Você lembra da última celebridade/político/grande empresário que morreu? Tipo um Roberto Marinho. Pois é, lembra também dos depoimentos e discursos na mídia? Eles eram mais ou menos assim: morreu hoje um grande homem, um ícone de lealdade, dignidade. Um homem cuja razão de viver foi o entretenimento, levar felicidade a todos os lares brasileiros. Um verdadeiro exemplo de pai, amigo, mentor.
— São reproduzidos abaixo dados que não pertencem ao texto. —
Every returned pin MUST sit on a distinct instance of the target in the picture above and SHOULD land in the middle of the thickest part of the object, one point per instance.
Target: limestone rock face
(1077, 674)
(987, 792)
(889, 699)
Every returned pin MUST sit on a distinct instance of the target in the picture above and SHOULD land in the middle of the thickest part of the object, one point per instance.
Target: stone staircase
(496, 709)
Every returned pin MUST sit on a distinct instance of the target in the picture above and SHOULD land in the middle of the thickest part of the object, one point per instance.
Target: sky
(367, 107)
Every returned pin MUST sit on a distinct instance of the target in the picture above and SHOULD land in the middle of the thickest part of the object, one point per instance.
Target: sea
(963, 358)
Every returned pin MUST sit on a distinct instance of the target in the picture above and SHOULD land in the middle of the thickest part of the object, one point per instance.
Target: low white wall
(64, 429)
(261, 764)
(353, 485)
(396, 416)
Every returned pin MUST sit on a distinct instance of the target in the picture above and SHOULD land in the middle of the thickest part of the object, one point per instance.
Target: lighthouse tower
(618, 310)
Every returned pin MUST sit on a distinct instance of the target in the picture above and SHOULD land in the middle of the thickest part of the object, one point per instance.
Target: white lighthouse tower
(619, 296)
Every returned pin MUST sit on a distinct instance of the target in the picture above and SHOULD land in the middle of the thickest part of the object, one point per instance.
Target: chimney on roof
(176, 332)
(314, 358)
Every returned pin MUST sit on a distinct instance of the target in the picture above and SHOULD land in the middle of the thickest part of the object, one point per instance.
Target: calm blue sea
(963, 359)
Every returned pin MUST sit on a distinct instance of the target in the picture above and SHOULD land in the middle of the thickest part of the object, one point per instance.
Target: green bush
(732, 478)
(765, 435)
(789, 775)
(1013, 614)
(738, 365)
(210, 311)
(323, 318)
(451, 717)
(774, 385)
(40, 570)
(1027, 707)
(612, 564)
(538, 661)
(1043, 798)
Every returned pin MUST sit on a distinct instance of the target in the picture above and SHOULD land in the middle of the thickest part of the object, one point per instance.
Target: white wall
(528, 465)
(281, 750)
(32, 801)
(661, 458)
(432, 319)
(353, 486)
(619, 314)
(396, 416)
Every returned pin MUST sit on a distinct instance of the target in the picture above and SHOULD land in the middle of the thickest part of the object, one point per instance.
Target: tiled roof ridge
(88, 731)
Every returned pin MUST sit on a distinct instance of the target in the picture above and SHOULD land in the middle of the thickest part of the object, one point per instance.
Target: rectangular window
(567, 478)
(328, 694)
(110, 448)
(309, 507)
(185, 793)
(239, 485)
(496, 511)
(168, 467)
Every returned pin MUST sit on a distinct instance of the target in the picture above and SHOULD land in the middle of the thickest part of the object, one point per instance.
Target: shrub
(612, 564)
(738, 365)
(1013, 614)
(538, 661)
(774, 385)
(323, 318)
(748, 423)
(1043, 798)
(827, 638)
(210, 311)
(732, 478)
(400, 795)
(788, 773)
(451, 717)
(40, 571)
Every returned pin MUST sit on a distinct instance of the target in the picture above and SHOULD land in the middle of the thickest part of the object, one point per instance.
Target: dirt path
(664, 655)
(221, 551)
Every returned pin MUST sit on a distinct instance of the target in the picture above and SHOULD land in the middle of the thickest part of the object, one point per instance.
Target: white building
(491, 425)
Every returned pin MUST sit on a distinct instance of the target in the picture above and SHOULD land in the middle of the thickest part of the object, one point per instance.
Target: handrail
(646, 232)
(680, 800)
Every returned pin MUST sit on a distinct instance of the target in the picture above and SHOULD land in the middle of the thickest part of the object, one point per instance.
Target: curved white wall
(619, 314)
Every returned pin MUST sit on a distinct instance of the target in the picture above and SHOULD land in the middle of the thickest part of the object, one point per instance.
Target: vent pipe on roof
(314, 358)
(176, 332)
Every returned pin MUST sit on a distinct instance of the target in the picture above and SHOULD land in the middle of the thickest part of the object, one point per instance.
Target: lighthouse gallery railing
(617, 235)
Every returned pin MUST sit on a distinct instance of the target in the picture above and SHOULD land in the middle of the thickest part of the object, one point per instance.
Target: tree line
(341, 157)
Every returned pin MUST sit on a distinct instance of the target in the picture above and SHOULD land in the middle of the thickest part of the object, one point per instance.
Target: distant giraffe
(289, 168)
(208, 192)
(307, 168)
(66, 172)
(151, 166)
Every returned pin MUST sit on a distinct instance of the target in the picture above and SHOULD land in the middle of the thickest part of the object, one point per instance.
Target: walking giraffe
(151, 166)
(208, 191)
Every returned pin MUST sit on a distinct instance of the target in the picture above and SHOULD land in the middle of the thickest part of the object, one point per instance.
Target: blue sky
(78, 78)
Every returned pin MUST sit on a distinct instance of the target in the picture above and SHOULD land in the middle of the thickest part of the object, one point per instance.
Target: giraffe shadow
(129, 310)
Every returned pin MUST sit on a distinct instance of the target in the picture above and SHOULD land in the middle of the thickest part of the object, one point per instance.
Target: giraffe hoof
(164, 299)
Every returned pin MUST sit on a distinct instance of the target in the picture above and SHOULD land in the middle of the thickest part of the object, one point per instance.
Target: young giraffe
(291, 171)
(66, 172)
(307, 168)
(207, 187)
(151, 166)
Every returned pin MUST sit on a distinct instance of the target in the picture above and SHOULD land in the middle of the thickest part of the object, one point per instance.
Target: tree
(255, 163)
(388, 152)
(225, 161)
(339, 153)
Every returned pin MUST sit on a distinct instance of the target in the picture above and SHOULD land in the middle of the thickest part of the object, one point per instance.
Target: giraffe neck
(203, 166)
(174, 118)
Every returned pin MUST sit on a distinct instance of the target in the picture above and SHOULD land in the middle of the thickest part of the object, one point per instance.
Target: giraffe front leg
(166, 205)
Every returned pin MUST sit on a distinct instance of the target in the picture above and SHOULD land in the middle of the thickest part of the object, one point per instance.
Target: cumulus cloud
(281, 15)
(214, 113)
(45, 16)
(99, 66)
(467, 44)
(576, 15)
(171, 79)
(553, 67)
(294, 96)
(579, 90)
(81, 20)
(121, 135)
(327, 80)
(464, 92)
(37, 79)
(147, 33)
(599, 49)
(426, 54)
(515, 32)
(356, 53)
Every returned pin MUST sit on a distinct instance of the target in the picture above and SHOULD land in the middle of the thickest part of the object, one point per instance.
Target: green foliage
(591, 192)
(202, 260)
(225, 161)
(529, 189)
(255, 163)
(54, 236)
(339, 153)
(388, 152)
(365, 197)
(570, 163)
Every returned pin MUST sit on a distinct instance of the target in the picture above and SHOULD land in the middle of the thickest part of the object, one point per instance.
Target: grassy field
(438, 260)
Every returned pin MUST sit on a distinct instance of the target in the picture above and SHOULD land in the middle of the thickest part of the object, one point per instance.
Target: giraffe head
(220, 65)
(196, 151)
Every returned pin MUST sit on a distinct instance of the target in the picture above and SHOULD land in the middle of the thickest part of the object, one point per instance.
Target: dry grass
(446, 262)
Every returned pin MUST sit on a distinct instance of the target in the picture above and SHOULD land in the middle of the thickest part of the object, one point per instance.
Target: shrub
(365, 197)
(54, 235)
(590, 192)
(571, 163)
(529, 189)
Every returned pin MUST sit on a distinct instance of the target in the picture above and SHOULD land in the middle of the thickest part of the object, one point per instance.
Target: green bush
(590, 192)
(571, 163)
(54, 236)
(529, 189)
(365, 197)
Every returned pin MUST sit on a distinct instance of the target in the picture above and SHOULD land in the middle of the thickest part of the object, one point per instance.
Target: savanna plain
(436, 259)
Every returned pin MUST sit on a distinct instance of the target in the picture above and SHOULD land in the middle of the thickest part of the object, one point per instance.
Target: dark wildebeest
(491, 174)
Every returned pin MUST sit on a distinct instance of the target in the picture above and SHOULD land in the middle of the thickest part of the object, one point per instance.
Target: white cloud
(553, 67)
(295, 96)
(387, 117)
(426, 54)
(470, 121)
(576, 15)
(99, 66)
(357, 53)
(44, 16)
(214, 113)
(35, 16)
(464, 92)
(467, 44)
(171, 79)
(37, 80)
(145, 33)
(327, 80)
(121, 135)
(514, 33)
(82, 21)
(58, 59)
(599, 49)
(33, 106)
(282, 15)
Com certeza o mundo perde com a falta deste gênio generoso (essa foi só para rimar), mas os passos deixados por ele será seguido por gerações.
Tudo bem que se fosse uma modelo, ou jogador de futebol o discurso seria menor, a final qual a grande contribuição deles para o mundo? Mostrar um vestido novo? Errar um gol na final?Mas, seguindo com este pensamento, vamos trazer a nossa realidade. Você, por acaso, não tem um primo, ou aquele tio, que é um mala sem alça? Um pé no saco? Um enganador, traiu a mulher, engravidou quatro, tirou dinheiro do leite das crianças para gastar na sinuca? Ah, qual é, todo mundo conhece uma pessoa assim, não fica protegendo não. Ele nem vai saber que você concordou com o que eu escrevi.
Pois é, todo mundo conhece alguém assim. E com certeza você já falou ou ouviu. O dia que aquele ali morrer vai ser um alívio, uma benção, não vale nem o dinheiro do enterro, mas, na hora de colocar na vala não é bem assim.
Quem trabalhou a vida inteira, justo, honesto, chegava no trabalho, sempre no horário, fiel, dedicado vira defunto mesmo. Até o discurso, no funeral, muda, fica mais água com açúcar. É um vai deixar saudades aqui, era um bom homem ali, outro que pena para lá. Mas, ninguém fica santificando o exumado. Mas quando um filho duma !@#* morre aí o papo é outro. Sempre tem a tia que não se conforma, que ainda lembra do menino colocando latinha no rabo do gato. Um amigo que sentirá falta das conversas profundas no barzão do Zé, a mãe que acha que perdeu o seu anjinho. “Era um menino tão bom, não sei como alguém teve coragem de fazer algum mal para ele”.
Por isso que eu digo. Vaso ruim quando morre não vira defunto, vira santo.